PDF, however, has many advantages over TIFF, even for imaging. It has many of the compression formats of TIFF, and it also supports JPEG2000 and JBIG2, two newer formats that offer size and quality benefits over anything in TIFF.
More importantly, though, a PDF can have a lot more than just images in it. TIFF supports a rich metadata model. PDF has metadata and it can also store annotations and recognized text. In addition PDF viewers are everywhere, including mobile devices.
PDF for Document Images
Documents in a document management system typically go through three phases: Capture, Collaboration/Processing, and Archival. PDF has strengths over TIFF in all of three phases.

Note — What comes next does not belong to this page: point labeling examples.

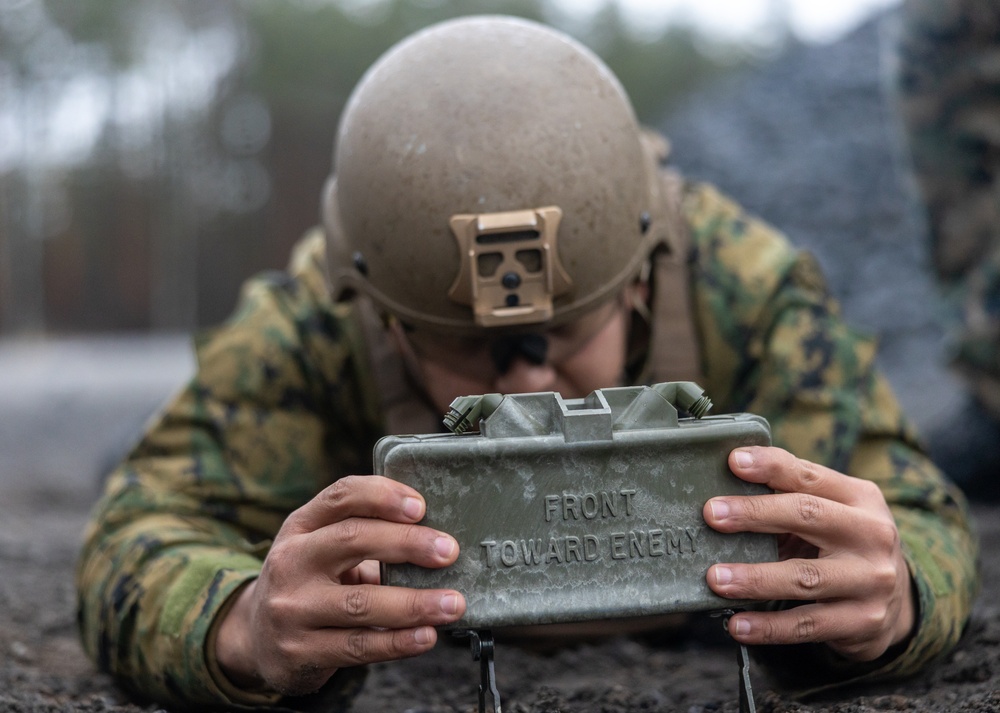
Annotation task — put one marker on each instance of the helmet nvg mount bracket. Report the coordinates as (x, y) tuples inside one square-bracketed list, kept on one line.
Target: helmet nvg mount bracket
[(489, 173)]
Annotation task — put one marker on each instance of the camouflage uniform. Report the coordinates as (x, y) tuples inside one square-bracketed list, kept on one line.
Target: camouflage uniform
[(281, 406), (948, 92)]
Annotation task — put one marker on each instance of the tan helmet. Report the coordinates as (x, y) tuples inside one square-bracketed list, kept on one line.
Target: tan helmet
[(489, 172)]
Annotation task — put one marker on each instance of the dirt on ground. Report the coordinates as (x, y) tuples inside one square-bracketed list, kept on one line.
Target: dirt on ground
[(43, 668)]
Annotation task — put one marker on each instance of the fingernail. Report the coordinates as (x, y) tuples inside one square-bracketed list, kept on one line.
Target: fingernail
[(412, 508), (449, 604), (444, 546), (720, 509), (424, 635)]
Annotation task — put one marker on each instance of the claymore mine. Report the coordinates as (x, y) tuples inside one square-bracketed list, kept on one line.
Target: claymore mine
[(574, 510)]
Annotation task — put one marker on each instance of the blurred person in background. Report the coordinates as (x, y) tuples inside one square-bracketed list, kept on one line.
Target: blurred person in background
[(233, 557), (948, 95)]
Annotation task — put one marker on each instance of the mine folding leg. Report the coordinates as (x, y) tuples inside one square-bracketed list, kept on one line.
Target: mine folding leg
[(482, 651)]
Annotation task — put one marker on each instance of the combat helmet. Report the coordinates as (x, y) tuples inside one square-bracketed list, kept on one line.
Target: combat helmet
[(489, 172)]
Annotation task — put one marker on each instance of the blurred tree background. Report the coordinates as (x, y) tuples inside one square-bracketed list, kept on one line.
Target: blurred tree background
[(155, 153)]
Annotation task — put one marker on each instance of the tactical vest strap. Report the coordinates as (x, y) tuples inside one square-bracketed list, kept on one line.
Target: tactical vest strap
[(674, 352), (404, 409)]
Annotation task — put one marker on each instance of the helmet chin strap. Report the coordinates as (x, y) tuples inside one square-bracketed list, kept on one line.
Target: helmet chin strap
[(531, 347)]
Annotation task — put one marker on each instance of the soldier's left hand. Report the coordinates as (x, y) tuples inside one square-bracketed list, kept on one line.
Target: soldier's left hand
[(839, 554)]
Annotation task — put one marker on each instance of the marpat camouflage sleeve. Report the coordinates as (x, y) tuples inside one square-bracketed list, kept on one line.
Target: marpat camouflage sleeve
[(774, 344), (271, 417)]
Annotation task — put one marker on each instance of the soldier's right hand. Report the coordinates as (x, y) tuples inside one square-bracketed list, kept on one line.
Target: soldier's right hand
[(318, 604)]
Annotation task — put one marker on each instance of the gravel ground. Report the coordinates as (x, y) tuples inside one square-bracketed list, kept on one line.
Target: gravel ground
[(805, 142)]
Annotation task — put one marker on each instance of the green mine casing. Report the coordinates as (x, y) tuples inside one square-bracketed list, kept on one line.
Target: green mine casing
[(570, 510)]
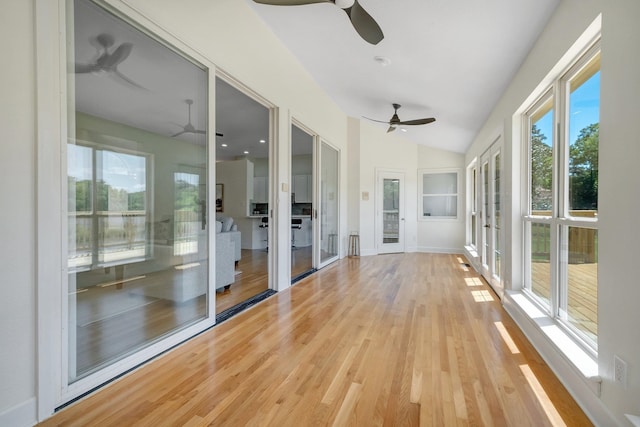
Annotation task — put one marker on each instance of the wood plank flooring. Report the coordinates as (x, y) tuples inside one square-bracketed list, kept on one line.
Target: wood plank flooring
[(406, 339)]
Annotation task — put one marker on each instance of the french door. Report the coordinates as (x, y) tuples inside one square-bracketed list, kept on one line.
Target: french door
[(390, 219), (491, 217)]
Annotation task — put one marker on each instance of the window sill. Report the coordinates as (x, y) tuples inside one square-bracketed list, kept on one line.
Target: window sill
[(571, 349)]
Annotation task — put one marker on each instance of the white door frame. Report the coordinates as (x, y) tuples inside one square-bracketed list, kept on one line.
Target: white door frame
[(490, 246), (399, 247)]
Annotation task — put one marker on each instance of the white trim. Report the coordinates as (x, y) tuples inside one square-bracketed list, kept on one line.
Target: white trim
[(23, 414), (420, 179), (583, 386), (49, 78), (436, 250)]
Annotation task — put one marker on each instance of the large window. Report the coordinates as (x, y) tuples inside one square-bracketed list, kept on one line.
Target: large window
[(561, 222)]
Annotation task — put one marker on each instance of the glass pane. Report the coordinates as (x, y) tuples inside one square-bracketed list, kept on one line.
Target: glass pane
[(390, 212), (540, 249), (138, 260), (440, 206), (301, 202), (242, 198), (584, 118), (497, 258), (440, 183), (541, 143), (485, 213), (329, 203), (582, 277)]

In the Capture phase, we are scanning the document, cleaning it, classifying it, indexing its text and metadata, and putting it into the proper place in our repository.
In the Collaboration/Processing phase, the document is going through a workflow. It is being actively read, marked up, and processed.
Finally, in the Archival phase, the document is a record of work. It won’t be actively looked at, but it needs to be available for reference or compliance. It’s vital that the document be findable via search.
PDF in the Capture Phase
The goal of the capture phase is to get the document into the system in a way that it will be useful later. Capture is a highly automatable process, but it’s also useful to use automation to assist a human operator.
The first thing you should do is scan directly as PDF. Nearly every scanner driver and capture software can do this. At this point, you should also OCR the document to create a Searchable PDF.
A searchable PDF is simply a PDF with multiple layers. The top layer is the original image as it was scanned in. Under that layer is a layer of text accurately positioned so that each word is directly behind the pixels that represent the word. Sophisticated OCR can also identify headers in the document and create PDF bookmarks.
This has a few benefits:
- You can select the text, copy it to the clipboard, and then paste into a metadata collection form.
- You can highlight search hits.
- With bookmarks, you can easily navigate to the important parts of the document.
- Search engines will be able to index the PDF and return it later as a search result.
If you scan batches of documents together, then during the capture phase, you need to split and merge pages to build your actual documents. You might also need to rotate pages that are upside-down or landscape. You should be able to automate some of this if you use can detect blank pages or recognize barcode separator pages. Pages that were not scanned correctly can be rescanned and used replace the original.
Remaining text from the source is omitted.